Dünya Doğayı Müdafaa Birliği’nin (IUCN) en kritik düzeyde kuşağı tehlike altındaki cinsler ortasında bulunan Akdeniz foklarının en değerli hayat alanlarından biri Antalya kıyılarında, 2 birey de evvelki gün Konyaaltı kıyısında kıyıya 5-10 metre yakınlıkta görüntülendi.
Akdeniz foklarını görüntüleyen Akdeniz Üniversitesi Spor Bilimleri Enstitüsü öğretim üyesi Prof. Dr. Faik Ardahan, her gün sabah gün doğumunda kıyıya gittiğini belirterek, “Yine sabah erken kıyıya gitmiştim. Gün doğumunun yaklaşık yarım saat sonrası 08.00’e yanlışsız 2 Akdeniz foku dikkatimi çekti. Ben de şaşırdım onları gördüğümde. Yaklaşık yarım saat kıyının 5-10 metre açığında dans eder üzere imgeler verdiler. Tabi beşerler da vardı ve keyifle izledik sonra da kaybolup gittiler” dedi.
DÜNYADADAKİ NÜFUS 750 BİREY
33 yıldır Türkiye kıyılarında kuşağı tehlike altındaki Akdeniz fokunu, ömür alanlarıyla birlikte korumak için uğraş veren Sualtı Araştırmaları Derneği (SAD-AFAG) uzmanlarının bilgilerine nazaran, cinsin dünyadaki nüfusu yaklaşık 750 birey. Türkiye’de de 100-110 Akdeniz foku olduğu düşünülüyor. 4 ana ülkede; Akdeniz’de Türkiye ve Yunanistan, Doğu Atlantik’te ise Portekiz Madeira Adası ve Moritanya ömür alanları. Karadeniz’de büsbütün yok olan cinsin Türkiye’deki ömür alanları ise Akdeniz ve Ege kıyıları.
EN BÜYÜK SORUN BETONLAŞMA
Uzmanlara nazaran, Türkiye’de doğal ömür alanlarının en değerli yok olma nedenleri ise betonlaşma ve insan baskısı altına girmesi. Her yere stabilize ve asfalt yol imali, yazlık, kooperatif meskenler ve betonlaşmaya yol açıyor. Bu durum yalnızca Akdeniz foklarını değil el değmemiş kıyıdaki öbür canlı cinsleri, yırtıcı kuşlar, orfoz, deniz çayırları, caretta carettaları olumsuz etkiliyor.

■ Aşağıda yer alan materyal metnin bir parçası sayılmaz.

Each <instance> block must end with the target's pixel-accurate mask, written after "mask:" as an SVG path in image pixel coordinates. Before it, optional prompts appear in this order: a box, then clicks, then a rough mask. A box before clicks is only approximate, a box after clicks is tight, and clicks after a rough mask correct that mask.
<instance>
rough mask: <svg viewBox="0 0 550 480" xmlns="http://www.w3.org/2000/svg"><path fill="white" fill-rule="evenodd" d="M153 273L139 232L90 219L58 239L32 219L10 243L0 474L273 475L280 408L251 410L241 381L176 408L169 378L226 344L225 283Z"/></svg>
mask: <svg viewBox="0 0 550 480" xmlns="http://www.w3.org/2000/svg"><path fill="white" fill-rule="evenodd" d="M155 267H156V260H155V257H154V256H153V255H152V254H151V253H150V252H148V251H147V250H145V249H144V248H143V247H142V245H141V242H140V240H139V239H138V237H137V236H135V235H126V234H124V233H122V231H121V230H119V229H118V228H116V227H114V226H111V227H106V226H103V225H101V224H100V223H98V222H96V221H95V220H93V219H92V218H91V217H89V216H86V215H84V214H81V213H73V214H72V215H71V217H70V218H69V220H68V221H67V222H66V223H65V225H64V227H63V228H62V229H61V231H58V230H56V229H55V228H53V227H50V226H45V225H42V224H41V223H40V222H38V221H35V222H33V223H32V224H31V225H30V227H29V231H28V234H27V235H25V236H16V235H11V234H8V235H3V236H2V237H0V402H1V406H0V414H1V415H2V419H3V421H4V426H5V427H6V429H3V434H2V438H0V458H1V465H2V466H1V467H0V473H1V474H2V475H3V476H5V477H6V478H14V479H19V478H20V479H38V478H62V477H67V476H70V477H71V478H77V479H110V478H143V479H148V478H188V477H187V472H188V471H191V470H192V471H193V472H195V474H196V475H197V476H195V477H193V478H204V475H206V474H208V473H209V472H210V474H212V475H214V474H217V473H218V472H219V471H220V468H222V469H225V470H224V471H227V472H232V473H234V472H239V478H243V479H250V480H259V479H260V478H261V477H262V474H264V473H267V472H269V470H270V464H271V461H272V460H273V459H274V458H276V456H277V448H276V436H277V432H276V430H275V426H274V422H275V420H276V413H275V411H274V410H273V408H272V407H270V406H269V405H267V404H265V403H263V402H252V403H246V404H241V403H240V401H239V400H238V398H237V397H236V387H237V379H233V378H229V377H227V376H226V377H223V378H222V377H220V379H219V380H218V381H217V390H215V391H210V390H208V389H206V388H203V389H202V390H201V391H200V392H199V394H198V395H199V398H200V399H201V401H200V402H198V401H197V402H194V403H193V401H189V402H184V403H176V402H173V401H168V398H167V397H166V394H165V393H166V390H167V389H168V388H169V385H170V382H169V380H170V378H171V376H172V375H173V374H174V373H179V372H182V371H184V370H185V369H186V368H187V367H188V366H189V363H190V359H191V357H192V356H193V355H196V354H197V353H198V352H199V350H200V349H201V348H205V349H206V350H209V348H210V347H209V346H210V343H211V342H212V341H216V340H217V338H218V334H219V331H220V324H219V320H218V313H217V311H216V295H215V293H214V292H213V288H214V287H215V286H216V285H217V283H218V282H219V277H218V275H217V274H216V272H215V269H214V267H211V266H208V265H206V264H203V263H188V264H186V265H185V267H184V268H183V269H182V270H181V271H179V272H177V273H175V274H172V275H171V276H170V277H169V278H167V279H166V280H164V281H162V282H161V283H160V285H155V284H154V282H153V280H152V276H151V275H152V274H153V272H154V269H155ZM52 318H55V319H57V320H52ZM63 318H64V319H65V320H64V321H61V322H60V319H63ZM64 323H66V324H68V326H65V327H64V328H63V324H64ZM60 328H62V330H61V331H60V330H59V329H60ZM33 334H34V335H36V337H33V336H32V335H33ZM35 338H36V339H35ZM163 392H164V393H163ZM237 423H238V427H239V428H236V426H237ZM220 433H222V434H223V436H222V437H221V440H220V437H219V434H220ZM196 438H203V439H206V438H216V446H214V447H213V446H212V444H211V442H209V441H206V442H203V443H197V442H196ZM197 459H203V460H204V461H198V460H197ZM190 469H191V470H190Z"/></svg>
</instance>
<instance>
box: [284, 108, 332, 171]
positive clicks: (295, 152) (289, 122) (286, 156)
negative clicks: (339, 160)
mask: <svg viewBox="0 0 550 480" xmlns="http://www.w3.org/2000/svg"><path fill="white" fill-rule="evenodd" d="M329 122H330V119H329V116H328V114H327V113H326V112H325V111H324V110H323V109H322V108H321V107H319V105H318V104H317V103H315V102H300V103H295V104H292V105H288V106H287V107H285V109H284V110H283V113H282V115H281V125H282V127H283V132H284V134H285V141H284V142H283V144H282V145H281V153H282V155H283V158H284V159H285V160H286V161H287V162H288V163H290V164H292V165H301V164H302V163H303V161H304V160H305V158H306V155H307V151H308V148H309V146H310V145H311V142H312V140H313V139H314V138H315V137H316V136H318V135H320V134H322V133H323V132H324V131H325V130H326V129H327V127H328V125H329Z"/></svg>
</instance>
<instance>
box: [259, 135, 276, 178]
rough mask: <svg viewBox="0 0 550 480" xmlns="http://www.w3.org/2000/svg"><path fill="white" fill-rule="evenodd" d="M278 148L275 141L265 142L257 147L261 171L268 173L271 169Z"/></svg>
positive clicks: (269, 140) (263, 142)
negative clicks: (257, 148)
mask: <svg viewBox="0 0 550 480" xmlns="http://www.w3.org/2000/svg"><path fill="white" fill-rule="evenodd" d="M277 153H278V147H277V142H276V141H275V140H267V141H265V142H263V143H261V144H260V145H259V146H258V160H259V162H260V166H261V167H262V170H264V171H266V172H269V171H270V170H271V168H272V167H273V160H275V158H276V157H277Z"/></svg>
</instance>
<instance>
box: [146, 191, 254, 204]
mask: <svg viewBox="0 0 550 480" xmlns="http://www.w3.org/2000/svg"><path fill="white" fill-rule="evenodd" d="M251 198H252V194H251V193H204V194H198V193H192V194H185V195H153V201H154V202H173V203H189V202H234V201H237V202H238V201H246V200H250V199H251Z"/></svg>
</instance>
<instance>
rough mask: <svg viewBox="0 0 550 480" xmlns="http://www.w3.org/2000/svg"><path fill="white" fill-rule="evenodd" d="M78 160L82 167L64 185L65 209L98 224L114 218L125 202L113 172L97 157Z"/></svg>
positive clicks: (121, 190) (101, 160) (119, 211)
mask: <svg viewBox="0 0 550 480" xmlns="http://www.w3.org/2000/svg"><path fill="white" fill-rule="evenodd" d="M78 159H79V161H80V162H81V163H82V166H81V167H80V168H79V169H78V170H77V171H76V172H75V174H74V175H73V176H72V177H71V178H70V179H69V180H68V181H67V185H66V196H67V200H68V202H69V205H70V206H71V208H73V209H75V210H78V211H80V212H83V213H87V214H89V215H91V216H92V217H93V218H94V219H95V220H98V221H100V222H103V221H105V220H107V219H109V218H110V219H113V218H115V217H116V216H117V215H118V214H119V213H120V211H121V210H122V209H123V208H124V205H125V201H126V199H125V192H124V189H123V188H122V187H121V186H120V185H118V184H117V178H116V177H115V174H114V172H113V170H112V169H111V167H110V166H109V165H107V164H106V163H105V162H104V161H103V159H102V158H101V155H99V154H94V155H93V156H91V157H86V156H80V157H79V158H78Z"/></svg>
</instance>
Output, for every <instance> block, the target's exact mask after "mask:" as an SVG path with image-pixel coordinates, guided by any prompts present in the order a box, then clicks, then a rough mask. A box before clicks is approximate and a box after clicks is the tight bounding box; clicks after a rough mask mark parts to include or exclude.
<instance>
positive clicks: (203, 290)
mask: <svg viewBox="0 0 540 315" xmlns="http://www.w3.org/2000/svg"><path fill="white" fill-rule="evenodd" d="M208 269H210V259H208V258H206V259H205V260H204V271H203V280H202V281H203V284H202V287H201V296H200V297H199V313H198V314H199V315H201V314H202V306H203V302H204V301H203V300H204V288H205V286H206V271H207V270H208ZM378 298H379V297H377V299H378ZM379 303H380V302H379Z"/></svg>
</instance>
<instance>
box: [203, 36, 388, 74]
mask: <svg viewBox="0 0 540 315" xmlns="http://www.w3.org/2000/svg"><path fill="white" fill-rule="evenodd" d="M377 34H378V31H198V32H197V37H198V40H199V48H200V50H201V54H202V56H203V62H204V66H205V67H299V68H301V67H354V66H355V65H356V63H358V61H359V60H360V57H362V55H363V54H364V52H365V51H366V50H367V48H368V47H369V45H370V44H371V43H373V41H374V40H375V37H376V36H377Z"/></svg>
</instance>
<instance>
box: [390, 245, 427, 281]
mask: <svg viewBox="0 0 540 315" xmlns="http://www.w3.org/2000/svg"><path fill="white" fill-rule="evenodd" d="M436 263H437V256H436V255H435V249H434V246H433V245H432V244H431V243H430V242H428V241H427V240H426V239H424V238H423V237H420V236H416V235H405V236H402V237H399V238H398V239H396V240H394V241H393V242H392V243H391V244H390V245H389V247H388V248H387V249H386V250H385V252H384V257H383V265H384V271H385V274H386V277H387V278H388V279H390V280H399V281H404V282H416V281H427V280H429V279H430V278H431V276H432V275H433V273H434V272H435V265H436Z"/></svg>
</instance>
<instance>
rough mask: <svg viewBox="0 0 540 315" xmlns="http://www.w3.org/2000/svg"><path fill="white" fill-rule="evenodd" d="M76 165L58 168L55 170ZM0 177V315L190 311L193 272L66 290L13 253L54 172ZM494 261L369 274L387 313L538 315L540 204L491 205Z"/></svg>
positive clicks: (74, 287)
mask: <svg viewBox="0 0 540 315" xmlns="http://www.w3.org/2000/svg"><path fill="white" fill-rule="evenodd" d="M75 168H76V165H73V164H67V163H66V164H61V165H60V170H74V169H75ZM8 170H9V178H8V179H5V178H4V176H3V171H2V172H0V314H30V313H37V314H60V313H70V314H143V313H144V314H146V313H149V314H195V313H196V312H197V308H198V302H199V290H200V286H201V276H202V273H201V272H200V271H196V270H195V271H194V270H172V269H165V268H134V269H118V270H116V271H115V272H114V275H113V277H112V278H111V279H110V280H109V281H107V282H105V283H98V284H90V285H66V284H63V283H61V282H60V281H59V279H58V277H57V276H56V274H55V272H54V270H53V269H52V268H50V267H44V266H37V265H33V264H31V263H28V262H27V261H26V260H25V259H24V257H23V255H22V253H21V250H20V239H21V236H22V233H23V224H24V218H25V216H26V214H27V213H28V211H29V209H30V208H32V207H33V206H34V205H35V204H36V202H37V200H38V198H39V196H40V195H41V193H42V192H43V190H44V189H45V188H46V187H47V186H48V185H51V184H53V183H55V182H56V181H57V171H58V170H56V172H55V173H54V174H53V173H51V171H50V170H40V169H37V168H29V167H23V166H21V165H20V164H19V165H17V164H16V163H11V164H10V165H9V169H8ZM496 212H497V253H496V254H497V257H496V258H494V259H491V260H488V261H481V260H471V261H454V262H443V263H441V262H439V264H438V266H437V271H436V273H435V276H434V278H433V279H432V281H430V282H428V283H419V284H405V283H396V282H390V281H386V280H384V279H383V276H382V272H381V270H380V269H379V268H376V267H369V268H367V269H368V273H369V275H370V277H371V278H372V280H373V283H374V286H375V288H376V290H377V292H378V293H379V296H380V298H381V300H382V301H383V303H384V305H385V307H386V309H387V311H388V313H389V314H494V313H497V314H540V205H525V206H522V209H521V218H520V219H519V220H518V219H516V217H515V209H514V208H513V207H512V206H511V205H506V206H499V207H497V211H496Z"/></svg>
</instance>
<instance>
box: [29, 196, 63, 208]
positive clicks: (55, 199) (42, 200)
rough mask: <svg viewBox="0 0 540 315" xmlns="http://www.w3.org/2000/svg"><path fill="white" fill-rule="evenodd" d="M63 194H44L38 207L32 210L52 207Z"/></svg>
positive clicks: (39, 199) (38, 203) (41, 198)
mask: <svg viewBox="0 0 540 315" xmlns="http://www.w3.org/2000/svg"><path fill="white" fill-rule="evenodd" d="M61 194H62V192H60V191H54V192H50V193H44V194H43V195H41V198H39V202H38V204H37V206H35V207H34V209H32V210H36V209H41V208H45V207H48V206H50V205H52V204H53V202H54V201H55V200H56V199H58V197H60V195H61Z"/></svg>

Akdeniz foklarının yok olmasının 5 nedeni de şöyle sıralandı:
“Yüzde 80 olarak kıyıların betonlaşması ve insan baskısı. Yüzde 20; başka faktörlerde uzmanlık konusu olmamasına karşın birtakım tabiat muhafazacılar tarafından deniz içindeki mağaralara verilen rahatsızlıklar, kasıtlı olarak yahut balıkçı ağlarına takılarak öldürülmeleri, deniz trafiğinin artması, deniz kirliliği.”